Secondo il pm Paolo Storari le retribuzioni corrisposte da Fema sono in contrasto con l’articolo 36 della Costituzione, cioè «sproporzionate rispetto alla quantità e qualità del lavoro». La paga (a seconda dei livelli di inquadramento) oscilla tra i 5,68 e i 6,61 euro l’ora, per uno stipendio netto mensile tra i 1.107 e i 1.146 euro. Per questo la Procura ha disposto il «controllo giudiziario» della cooperativa, con contestuale nomina di un amministratore giudiziario che interrompa «una situazione di vero e proprio sfruttamento lavorativo».

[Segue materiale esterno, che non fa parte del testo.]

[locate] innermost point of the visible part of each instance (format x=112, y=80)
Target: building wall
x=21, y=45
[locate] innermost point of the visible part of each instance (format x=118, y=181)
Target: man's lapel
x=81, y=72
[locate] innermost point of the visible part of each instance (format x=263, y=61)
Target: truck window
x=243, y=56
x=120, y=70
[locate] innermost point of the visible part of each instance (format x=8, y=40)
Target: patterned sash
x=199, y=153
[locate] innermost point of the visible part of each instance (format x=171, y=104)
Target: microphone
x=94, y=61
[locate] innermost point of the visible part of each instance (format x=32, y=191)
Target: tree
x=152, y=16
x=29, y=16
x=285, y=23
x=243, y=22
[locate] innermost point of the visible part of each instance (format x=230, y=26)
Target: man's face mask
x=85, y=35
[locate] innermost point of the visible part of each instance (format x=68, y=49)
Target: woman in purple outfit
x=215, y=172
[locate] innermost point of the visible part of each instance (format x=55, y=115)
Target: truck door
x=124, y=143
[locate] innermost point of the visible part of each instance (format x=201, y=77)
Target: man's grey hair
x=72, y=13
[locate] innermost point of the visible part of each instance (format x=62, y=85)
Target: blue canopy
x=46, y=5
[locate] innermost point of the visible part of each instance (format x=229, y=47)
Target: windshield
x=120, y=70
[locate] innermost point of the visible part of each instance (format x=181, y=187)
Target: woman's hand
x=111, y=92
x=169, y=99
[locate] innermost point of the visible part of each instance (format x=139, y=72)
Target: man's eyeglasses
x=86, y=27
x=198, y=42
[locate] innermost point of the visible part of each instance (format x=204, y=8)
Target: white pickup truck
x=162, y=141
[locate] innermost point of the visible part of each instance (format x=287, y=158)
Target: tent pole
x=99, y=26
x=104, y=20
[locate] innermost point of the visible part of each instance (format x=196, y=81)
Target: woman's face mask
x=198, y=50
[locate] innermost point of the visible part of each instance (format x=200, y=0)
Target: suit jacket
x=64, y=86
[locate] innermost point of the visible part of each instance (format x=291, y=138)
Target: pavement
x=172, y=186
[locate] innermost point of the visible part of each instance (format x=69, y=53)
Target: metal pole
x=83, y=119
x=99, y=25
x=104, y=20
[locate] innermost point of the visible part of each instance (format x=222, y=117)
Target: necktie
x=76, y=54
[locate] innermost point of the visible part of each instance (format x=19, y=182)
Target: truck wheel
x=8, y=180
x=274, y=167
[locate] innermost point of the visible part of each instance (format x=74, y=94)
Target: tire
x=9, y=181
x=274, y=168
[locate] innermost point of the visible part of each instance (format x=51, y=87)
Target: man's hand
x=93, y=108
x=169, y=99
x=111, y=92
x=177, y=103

«Mi sembra alquanto surreale», dice Longoni, commentando la decisione della Procura e riavvolgendo il nastro al momento in cui l’Arcimboldi ha iniziato ad affidarsi alla cooperativa per avere personale. «Quando abbiamo rilevato l’attività nel 2020, abbiamo rilevato anche i contratti fatti dal precedente gestore. Tra questi c’era quello con Fema». L’Arcimboldi si è rivolto in questi anni alla cooperativa per richiedere personale addetto alla sicurezza ma anche per servizi di accoglienza in teatro. «Perché c’è un problema di fondo: abbiamo bisogno di lavoratori e non li troviamo. Un po’ perché questo tipo di impiego costringe a sacrificare parte della vita personale, poiché si lavora anche nel weekend. Sia perché il caro vita a Milano incide. Gli stipendi sono troppo bassi rispetto a quello che richiede vivere qui». A ciò si aggiunge la difficoltà nel trovare lavoratori che abbiano mansioni specialistiche: «Queste figure dopo il Covid sembrano essere sparite. Per questo siamo costretti a rivolgerci alle cooperative. O almeno noi teatri più piccoli».

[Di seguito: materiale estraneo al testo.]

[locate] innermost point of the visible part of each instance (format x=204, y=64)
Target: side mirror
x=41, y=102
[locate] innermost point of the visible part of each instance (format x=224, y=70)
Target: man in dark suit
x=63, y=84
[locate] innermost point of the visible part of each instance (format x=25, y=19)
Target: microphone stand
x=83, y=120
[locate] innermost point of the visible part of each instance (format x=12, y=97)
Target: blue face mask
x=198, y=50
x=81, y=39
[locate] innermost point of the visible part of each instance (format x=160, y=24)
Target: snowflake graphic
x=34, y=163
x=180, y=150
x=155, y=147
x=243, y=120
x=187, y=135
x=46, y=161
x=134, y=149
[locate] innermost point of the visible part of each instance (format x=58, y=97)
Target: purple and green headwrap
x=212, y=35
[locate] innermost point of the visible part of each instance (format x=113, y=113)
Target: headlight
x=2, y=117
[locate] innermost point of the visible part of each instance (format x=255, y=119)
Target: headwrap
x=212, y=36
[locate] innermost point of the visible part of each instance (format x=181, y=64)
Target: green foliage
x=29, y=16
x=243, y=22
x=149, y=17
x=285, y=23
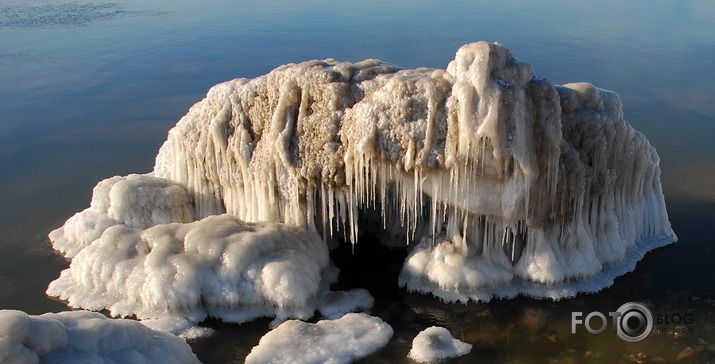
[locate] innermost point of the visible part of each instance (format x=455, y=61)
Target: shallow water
x=89, y=90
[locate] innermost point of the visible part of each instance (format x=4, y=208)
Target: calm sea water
x=89, y=89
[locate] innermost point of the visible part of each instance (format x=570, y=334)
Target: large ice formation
x=85, y=337
x=344, y=340
x=437, y=343
x=500, y=182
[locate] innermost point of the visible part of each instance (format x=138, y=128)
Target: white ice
x=218, y=266
x=437, y=343
x=343, y=340
x=85, y=337
x=500, y=182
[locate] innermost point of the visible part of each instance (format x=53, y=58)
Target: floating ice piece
x=348, y=338
x=87, y=337
x=509, y=184
x=218, y=266
x=436, y=343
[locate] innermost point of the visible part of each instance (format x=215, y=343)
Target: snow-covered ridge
x=502, y=183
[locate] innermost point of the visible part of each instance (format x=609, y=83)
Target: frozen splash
x=500, y=182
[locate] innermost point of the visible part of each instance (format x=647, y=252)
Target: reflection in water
x=692, y=181
x=71, y=14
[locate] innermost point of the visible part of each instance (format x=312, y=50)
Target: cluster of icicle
x=501, y=183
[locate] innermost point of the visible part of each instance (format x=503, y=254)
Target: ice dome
x=343, y=340
x=499, y=182
x=437, y=343
x=87, y=337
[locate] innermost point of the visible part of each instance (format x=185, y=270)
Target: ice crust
x=436, y=343
x=85, y=337
x=500, y=182
x=343, y=340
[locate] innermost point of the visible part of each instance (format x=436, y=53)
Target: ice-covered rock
x=502, y=183
x=219, y=266
x=86, y=337
x=436, y=343
x=344, y=340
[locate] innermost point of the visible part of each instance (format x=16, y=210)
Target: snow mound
x=501, y=183
x=436, y=343
x=218, y=266
x=87, y=337
x=348, y=338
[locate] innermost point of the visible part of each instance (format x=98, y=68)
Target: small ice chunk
x=436, y=343
x=348, y=338
x=87, y=337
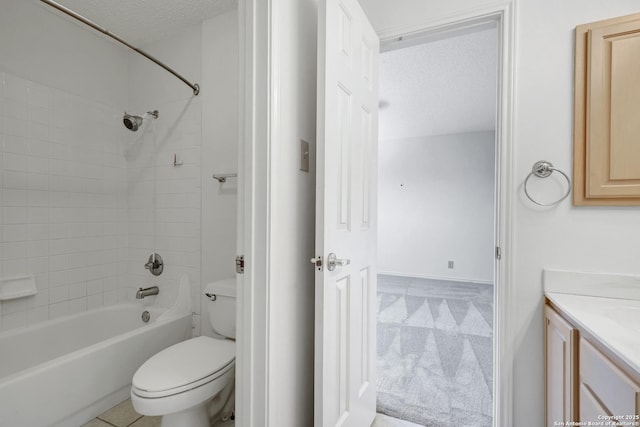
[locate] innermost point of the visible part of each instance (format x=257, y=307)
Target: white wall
x=43, y=46
x=566, y=237
x=63, y=177
x=219, y=150
x=436, y=203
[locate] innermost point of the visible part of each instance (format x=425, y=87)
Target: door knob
x=333, y=261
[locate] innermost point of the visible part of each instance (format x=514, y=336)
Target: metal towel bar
x=543, y=169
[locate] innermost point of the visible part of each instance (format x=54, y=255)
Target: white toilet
x=179, y=382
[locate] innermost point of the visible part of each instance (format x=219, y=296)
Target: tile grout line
x=105, y=421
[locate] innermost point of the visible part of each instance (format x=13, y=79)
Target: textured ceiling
x=142, y=21
x=441, y=87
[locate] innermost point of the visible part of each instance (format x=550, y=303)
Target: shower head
x=134, y=122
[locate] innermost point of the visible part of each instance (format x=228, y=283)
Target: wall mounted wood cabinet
x=607, y=113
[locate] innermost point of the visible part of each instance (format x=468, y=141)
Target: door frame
x=254, y=223
x=501, y=15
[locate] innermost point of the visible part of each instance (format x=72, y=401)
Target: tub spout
x=153, y=290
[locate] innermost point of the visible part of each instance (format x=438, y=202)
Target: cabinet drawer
x=611, y=386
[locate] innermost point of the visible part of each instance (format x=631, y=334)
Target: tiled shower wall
x=63, y=188
x=164, y=198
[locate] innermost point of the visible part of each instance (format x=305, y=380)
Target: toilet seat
x=183, y=367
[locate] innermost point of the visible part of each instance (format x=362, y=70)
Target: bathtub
x=67, y=371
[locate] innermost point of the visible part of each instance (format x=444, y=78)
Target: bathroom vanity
x=592, y=349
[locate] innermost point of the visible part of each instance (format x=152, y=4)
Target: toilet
x=179, y=382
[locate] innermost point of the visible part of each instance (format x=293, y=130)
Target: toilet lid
x=184, y=363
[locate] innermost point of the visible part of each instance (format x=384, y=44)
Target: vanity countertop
x=609, y=312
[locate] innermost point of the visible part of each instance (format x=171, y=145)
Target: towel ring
x=543, y=169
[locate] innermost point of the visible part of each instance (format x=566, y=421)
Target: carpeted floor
x=435, y=345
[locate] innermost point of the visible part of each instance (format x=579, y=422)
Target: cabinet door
x=590, y=408
x=607, y=105
x=560, y=366
x=615, y=391
x=613, y=102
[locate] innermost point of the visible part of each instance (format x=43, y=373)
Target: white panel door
x=348, y=49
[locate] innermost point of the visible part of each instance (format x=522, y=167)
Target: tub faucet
x=153, y=290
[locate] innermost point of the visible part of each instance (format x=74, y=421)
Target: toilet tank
x=222, y=306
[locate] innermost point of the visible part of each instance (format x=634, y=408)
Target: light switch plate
x=304, y=156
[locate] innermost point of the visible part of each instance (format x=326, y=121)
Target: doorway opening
x=437, y=234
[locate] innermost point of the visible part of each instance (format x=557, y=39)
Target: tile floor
x=123, y=415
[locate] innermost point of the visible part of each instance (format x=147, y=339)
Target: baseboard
x=452, y=279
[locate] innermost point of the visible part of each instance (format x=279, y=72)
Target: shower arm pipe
x=71, y=13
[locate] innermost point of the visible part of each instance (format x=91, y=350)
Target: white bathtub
x=67, y=371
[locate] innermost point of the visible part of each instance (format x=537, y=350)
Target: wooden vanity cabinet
x=606, y=111
x=582, y=382
x=561, y=368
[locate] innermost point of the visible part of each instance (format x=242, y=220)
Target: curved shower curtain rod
x=67, y=11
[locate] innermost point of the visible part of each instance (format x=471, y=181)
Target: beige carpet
x=435, y=343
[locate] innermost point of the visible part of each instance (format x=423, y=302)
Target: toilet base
x=197, y=416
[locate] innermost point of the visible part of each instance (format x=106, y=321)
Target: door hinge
x=240, y=264
x=317, y=261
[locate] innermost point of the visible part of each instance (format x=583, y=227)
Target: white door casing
x=346, y=193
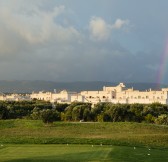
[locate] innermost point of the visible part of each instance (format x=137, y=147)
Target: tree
x=49, y=116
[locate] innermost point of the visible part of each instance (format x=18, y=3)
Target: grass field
x=123, y=133
x=77, y=153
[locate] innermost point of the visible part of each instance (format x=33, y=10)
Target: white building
x=117, y=94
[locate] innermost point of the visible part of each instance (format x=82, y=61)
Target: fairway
x=72, y=153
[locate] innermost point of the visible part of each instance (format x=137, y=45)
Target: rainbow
x=163, y=66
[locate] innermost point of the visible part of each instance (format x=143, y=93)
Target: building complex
x=117, y=94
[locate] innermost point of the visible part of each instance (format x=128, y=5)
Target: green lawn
x=72, y=153
x=124, y=133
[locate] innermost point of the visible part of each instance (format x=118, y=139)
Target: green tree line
x=101, y=112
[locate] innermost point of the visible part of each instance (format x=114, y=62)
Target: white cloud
x=101, y=30
x=120, y=23
x=21, y=26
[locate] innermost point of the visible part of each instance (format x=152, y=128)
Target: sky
x=77, y=40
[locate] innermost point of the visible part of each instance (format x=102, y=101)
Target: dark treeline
x=101, y=112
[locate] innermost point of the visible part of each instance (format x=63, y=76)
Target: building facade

Situazione differente, ma non troppo, al Teatro alla Scala, un altro dei committenti di Fema. «Facciamo ricorso alla cooperativa per sostituzioni per compiti di guardiania e portierato», spiegano dal Piermarini, sottolineando che La Scala si rivolge a Fema «solo per sostituzioni — non per coprire lavori fissi — e non per le maschere: sono assunte direttamente dal teatro. Da poco abbiamo siglato anche un accordo con i sindacati per coinvolgere gli studenti».
Altri committenti di Fema ribadiscono la regolarità delle procedure utilizzate. È il caso del teatro Piccolo che precisa «di aver affidato i servizi di custodia, biglietteria, accoglienza e assistenza al pubblico con regolari procedure ad evidenza pubblica a conclusione delle quali sono stati stipulati contratti con la Cooperativa Fema» (qui la testimonianza di Lapo Cicognani, capo maschera al Piccolo). Sulla stessa lunghezza d’onda Fiera Milano che si rivolge alla cooperativa per servizi di accoglienza e reception. «Il rapporto con Fema è regolato da contratti assegnati a seguito di una selezione di mercato volta a individuare il miglior fornitore», si legge nella nota.

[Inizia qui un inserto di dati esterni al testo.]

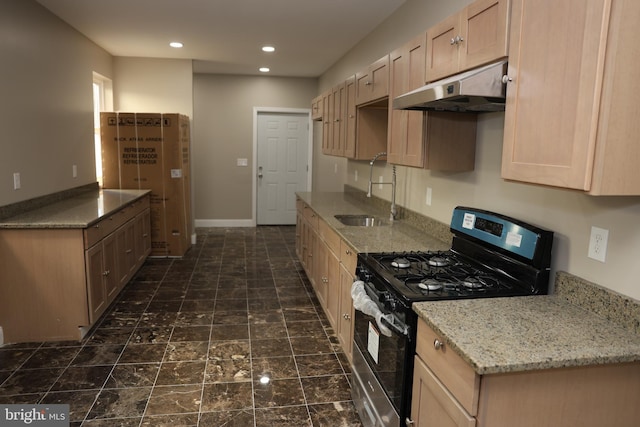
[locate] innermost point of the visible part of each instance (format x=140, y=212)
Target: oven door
x=383, y=362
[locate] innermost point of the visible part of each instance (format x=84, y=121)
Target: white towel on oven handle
x=363, y=303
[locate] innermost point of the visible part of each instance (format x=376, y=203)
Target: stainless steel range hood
x=475, y=91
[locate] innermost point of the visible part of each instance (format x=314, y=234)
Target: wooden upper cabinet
x=373, y=83
x=405, y=143
x=476, y=35
x=317, y=107
x=571, y=119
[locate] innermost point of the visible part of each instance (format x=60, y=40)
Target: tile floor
x=188, y=341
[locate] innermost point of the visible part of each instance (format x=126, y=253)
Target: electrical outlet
x=16, y=180
x=598, y=243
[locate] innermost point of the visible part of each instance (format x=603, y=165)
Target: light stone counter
x=400, y=235
x=497, y=335
x=77, y=211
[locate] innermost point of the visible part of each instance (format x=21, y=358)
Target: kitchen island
x=62, y=263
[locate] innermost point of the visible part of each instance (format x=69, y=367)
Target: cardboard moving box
x=151, y=151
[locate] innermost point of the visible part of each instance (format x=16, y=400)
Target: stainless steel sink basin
x=360, y=220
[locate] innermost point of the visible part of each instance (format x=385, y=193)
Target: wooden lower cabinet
x=56, y=282
x=331, y=273
x=448, y=393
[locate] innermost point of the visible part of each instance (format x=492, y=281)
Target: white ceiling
x=225, y=36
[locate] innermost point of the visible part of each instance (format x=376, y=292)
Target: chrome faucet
x=394, y=211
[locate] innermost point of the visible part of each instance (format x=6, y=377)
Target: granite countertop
x=581, y=324
x=397, y=235
x=498, y=335
x=78, y=211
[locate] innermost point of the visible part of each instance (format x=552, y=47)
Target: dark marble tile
x=229, y=332
x=228, y=419
x=98, y=355
x=80, y=402
x=230, y=317
x=227, y=396
x=299, y=314
x=120, y=403
x=198, y=305
x=174, y=399
x=318, y=364
x=110, y=336
x=194, y=318
x=82, y=378
x=133, y=375
x=188, y=350
x=330, y=388
x=292, y=416
x=27, y=381
x=341, y=414
x=310, y=345
x=186, y=372
x=266, y=316
x=157, y=319
x=228, y=370
x=143, y=353
x=285, y=392
x=224, y=350
x=270, y=347
x=51, y=357
x=311, y=328
x=231, y=304
x=190, y=333
x=11, y=357
x=174, y=420
x=151, y=334
x=268, y=330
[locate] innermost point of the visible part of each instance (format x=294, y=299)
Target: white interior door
x=282, y=165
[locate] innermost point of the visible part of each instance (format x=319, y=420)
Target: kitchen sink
x=361, y=220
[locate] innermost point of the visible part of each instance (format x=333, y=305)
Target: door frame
x=277, y=110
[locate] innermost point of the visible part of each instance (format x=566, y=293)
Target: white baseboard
x=224, y=223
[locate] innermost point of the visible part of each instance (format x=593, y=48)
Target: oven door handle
x=386, y=322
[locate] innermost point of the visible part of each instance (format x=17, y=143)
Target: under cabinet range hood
x=476, y=91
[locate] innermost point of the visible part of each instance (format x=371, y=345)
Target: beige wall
x=569, y=213
x=46, y=104
x=153, y=85
x=223, y=132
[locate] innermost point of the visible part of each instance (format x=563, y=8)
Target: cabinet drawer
x=329, y=236
x=456, y=375
x=311, y=217
x=348, y=257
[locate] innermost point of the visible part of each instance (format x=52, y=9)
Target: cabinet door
x=339, y=120
x=442, y=50
x=96, y=291
x=552, y=105
x=431, y=403
x=112, y=270
x=405, y=140
x=345, y=318
x=350, y=125
x=485, y=33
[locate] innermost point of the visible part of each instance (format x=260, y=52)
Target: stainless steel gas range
x=491, y=256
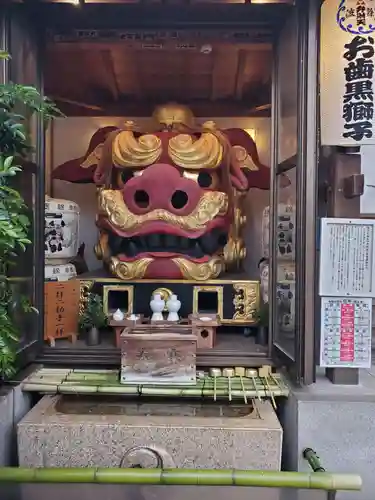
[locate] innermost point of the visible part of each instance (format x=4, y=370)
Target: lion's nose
x=161, y=187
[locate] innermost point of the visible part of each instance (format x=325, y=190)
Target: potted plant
x=263, y=324
x=93, y=319
x=15, y=147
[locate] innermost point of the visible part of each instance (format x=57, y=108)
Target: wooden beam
x=142, y=108
x=72, y=47
x=109, y=68
x=78, y=104
x=240, y=74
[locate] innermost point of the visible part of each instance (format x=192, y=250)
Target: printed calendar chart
x=345, y=332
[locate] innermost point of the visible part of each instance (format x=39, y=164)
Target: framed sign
x=347, y=258
x=347, y=78
x=345, y=332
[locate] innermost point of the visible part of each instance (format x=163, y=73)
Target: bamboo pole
x=184, y=477
x=313, y=460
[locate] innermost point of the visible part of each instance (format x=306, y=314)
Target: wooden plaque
x=163, y=354
x=61, y=311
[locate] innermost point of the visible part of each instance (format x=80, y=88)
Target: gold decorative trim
x=188, y=152
x=209, y=289
x=165, y=294
x=84, y=290
x=246, y=301
x=158, y=281
x=200, y=272
x=211, y=205
x=129, y=152
x=129, y=270
x=119, y=288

Nonostante le retribuzioni corrisposte da Fema ai suoi dipendenti siano in regola con gli accordi sottoscritti dai sindacati, per la Procura sono «insufficienti ad assicurare al lavoratore e alla sua famiglia un’esistenza libera e dignitosa». «Ogni agosto percepisco uno stipendio inferiore agli 800 euro», racconta un dipendente, sottolineando che «l’unica fonte di sostentamento» è la cooperativa. Ancora più bassa la paga di un’altra lavoratrice: «600 euro al mese netti. Se non ci fosse mio marito che contribuisce con il suo stipendio, da sola non riuscirei a vivere». «Per mille euro netti sono tenuto a svolgere ore di straordinario che mi vengono di fatto corrisposte come ordinarie», dice un altro lavoratore. Dai racconti dei dipendenti emerge «lo stato di bisogno» che costringe i lavoratori ad accettare queste condizioni: «non ho alternative» è la risposta più frequente.